This is the story of Christopher John Genovese of Woburn — Geno to those who knew him (though, paradoxically, his mother did not know his nickname while he was alive).
Geno loved life. He loved having the same name as a noted Mafioso, and his mom says he did a pretty mean impression of Marlon Brando’s “Don Corleone.”
He loved sports, and he excelled at them. He was so good in hockey that after playing for Governor’s Academy, he played at the collegiate level at Assumption.
Kate and Gary Genovese lived the life all hockey parents lived. They got up at ungodly hours to go to rinks — very often in face-numbing cold. They put many miles on their vehicles being there for their son. He, in turn, was one of their three main sources of joy (along with oldest daughter Jesse and middle son Dan).
This should have been the all-American family. And perhaps Geno Genovese might be one of those guys who leaves work at 5 p.m., puts on the pads at the local rink, and plays pickup. Perhaps he might have become a referee. Who knows. At age 30, life still has no limitations. You can be whoever you want to be.
Only Geno never got the chance. Other things took over. Monstrous things that changed an effervescent, enthusiastic boy into someone neither of his parents could recognize.
Geno became an addict.
Before we go on, it’s important to get one thing straight — not because it makes a difference in the long run. Once you cross that line and into the realm of ‘addict,” that’s the only thing that matters — both to the addicts and to the families forced to live with it.
In Geno’s case, this wasn’t something he set out to do. Too many people get this image, despite all evidence to the contrary, that addicts deserve their diseases because they made conscious choices to engage in the drugs that end up holding them hostage.
That is not always true. And it certainly wasn’t true in Geno’s case. Like many people, Geno Genovese got hurt playing high school sports. It’s such a familiar tale by now. It happened around here to Peabody’s Jeff Allison, and it has happened to so many others.
His first injury occurred playing football. Five more times between high school and college, he got hurt. Each injury required surgery, and each time he was given powerful pain-killing medication to cope with the discomfort.
Slowly, Geno became dependent on these drugs and eventually became a full-blown addict. Once that happened, it was a difference world, both of him and for his family.
“It really is a family disease,” said Kate Genovese, who has written a book called “Hat Tricks from Heaven,” which chronicles Geno’s life from birth to death. Hers is an unsparing look at the life of an addict. And among the many benefits you get from reading it is the realization that all statistics, in the end, are human beings who had childhoods, played the Cowardly Lion from the “Wizard of Oz” ‘in the grammar school play, had girlfriends, got jobs, and had interests and passions.
They take their wrong turns due to a myriad of reasons and circumstances, and those of us who have managed to escape such horrors can only say “there but for the grace of God go us.”
Geno was “a fun kid,” said his mother. “We had a good time with him.
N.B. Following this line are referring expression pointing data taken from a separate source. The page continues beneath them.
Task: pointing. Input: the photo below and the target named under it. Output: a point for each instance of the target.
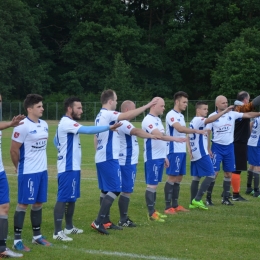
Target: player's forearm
(15, 156)
(140, 133)
(4, 125)
(251, 114)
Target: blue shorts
(224, 154)
(253, 155)
(32, 188)
(109, 176)
(128, 174)
(177, 164)
(202, 167)
(68, 186)
(4, 189)
(153, 171)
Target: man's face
(222, 103)
(203, 110)
(76, 110)
(160, 107)
(246, 100)
(36, 110)
(181, 103)
(114, 102)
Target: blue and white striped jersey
(1, 160)
(153, 149)
(254, 139)
(223, 128)
(198, 142)
(108, 143)
(173, 117)
(33, 137)
(68, 145)
(129, 148)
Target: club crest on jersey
(16, 135)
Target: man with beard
(67, 142)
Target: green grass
(222, 232)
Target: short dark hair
(69, 102)
(200, 103)
(106, 95)
(31, 100)
(242, 95)
(179, 95)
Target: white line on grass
(119, 254)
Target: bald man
(222, 149)
(241, 136)
(128, 159)
(155, 157)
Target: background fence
(54, 110)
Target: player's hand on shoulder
(166, 163)
(115, 126)
(202, 132)
(228, 109)
(155, 137)
(153, 102)
(181, 139)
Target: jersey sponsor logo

He had so many hockey tournaments, and we traveled so many places with him. He loved us. Nothing will change that.”
But, she said, “he couldn’t get better. It’s like having cancer, and you can’t get better.”
Kate and Gary Genovese encountered many of the problems that other families of addicts face.
“I’d love to somehow make enough money from this book to establish a recovery center,” Kate Genovese said. “One of the problems we had is that there weren’t enough sober houses when he was sick. We could not get a bed. He would be on the street, or in our house, when he was using. So this is one of my goals. We’d call these “Geno” houses.”
Like a lot of addicts, Geno kept the disease hidden from most people. Addicts tend to be good actors. It even took a long time for the problem to sink in with his family.
Addicts struggle mightily. You can delude yourself into thinking they’ve made enough progress to have turned the corner, but the truth is those corners don’t exist. Or if they do, all that lies ahead is more rough rode.
Geno was doing well up until the time he relapsed for the last time. Things were looking good. But Kate was in New Hampshire with friends and family when she got the call from her daughter. Geno was dead at age 30 from an accidental overdose. Her immediate reaction was to lie on her bed with a friend and say three decades of the Rosary.
“Why him?” she wanted to know. “Why didn’t this happen to the guy who sold him the drugs?”
All she knows now is that she wants it out there for the public to read how insidious this disease is.
“I want to put it out there that it is a disease,” she said. ” It can be helped, but it cannot be cured.”